A trade union has backed disabled activists who are removing thousands of copies of a newspaper every week from their public distribution points over its publication of government advertising features that are air-brushing concerns about universal credit (UC).
The Bakers Food and Allied Workers Union (BFAWU) voted unanimously at its annual conference on Tuesday (11 June) to support the campaign against the Metro free newspaper, which is being led by Disabled People Against Cuts (DPAC).
Members of Sheffield DPAC have been leading the Metro campaign, which has seen photographs and videos posted on social media showing activists removing scores of copies of the Metro so they can be recycled.
In one post this week (pictured), Sheffield DPAC said thousands of Metro copies had been taken out of circulation by hundreds of activists across Britain, adding: “We will not leave these lies on the shelves.

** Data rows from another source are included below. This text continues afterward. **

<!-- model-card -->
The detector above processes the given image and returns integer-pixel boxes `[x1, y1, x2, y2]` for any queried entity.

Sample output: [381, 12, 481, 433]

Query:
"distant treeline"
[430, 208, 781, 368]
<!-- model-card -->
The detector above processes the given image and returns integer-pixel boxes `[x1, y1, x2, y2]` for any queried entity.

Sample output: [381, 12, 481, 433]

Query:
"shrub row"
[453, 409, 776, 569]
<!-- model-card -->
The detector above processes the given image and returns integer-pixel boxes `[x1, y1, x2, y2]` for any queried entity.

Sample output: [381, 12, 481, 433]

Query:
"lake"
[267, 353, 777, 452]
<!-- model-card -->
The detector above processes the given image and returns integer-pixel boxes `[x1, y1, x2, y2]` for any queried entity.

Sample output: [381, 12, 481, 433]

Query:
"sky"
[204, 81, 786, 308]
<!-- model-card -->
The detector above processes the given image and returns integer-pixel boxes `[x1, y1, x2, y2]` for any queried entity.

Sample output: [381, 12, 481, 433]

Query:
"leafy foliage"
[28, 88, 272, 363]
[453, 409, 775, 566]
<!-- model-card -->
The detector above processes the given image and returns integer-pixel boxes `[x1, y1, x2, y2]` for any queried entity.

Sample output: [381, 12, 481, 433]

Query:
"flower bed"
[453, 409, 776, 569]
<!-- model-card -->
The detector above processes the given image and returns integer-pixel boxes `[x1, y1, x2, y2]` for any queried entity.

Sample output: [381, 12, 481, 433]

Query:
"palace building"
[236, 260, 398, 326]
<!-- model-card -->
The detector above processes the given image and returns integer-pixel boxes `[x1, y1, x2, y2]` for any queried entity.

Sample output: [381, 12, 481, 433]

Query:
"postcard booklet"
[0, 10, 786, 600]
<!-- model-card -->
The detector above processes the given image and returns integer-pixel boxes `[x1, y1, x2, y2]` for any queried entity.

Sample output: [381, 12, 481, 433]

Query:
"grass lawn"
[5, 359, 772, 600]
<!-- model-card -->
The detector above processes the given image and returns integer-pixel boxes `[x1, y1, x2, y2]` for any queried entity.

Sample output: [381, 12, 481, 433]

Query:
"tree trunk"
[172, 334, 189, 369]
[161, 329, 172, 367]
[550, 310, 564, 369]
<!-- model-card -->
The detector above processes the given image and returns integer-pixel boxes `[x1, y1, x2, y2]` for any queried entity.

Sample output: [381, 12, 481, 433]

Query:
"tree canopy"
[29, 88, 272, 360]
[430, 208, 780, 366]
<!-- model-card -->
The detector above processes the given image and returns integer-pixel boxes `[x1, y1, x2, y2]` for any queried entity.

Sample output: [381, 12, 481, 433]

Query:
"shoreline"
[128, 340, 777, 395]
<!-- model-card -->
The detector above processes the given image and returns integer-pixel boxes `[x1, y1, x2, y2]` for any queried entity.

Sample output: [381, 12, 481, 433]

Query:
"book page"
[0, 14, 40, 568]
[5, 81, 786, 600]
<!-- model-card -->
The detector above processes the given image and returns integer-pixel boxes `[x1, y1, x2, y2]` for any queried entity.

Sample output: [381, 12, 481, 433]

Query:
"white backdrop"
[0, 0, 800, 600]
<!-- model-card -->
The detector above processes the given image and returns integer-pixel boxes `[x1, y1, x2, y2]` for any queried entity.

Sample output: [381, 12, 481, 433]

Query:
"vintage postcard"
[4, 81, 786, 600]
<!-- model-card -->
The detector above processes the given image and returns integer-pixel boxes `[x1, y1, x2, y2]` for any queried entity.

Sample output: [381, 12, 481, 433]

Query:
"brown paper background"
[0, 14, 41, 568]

Universal credit is ruining people’s lives.”
The Metro advertorials are part of a nationwide Department for Work and Pensions (DWP) campaign that it claims will “myth-bust the common inaccuracies” reported on universal credit.
But Ian Hodson, BFAWU’s president, told Disability News Service (DNS): “We don’t agree with it. Tax-payers’ money being used for adverts about something that’s untrue.
“It’s a lie and we know it’s a lie. What they are trying to do is propaganda and it’s unfair.
“We agree with dumping them, burning them, whatever, just taking them out of the public domain and getting a public apology actually for the waste of taxpayers’ money.”
He added: “If they want to do that, what they should do is have two versions: the government version and then a version given by people who are impacted by it, for some balance, and they should fund that as well.”
He said so many benefit claimants were taking their own lives, having their benefits cut, struggling financially and losing their homes, and yet the government “mislead and lie to people over the reality of it”.
He said DWP’s Metro advertising campaign was about “stopping people from being able to speak out and telling what the reality of being under this regime is”.
DNS confirmed last month that DWP had breached Civil Service guidelines when it decided to launch the nine-week series of “unethical and misleading” Metro advertising features without including a government logo.
This week, employment minister Alok Sharma said in a written parliamentary answer that the Metro campaign would run for another six weeks, and DWP would announce how much it had cost after it ended.
Only last week, DPAC released new research which detailed media reports on universal credit published between January and May this year, which it said was “a damning record of UC systemic and catastrophic failures”.
It said then that UC had reached a point where it was “unable to adapt to claimants’ complex circumstances, and is forcing people with the least resources into further poverty, homelessness, and hunger”.
DPAC said it was calling for UC to be scrapped because it had become a social security system “which not only does not offer security, but actively undermined people’s ability to cope with the hazards of life”.
Neil Couling, director general of the universal credit programme, told MPs on the work and pensions select committee yesterday (Wednesday) that he could not introduce vital improvements to UC immediately because the system would not be able to cope.
The maximum rate at which deductions can be made from UC payments to repay an advance will be reduced from 40 per cent to 30 per cent of the standard allowance, but only from October.
And the period over which UC advance payments can be recovered by DWP will be extended from 12 to 16 months, but only from October 2021.
Labour’s Ruth George told Couling and Will Quince, the junior minister for family support, housing and child maintenance: “If these are things that need doing, surely they need doing now for the 840,000 households that are suffering deductions at this moment now and the further 1.5 million that are likely to be suffering them by this time next year.”
Couling and Quince had been called to answer questions about evidence taken by the committee on the link between UC and an increase in “survival sex”, or sex in exchange for money to help meet claimants’ most basic needs.
Couling said the number of people receiving UC was now growing by 130,000 a month so the only way he could introduce changes would be by scheduling them “carefully”.
Quince added: “There’s not another week goes by that I don’t ask [Couling] for another change to UC and you see his head goes into his hands as I ask for another request.”
He added: “The system can only accommodate so many changes at one time.”
But George said: “Do you not understand that the actual claimants are the people whose heads are in their hands because they don’t see a way out of the situation?
“I’m sorry, but that answer is not good enough.”
Couling replied: “Our absolute priority has to be the maintenance of the system.
“There are currently now two million people on it and they depend on payments every month from that and I’m not prepared to take steps that will jeopardise that despite the fact that I would like to introduce these changes quicker than we can.”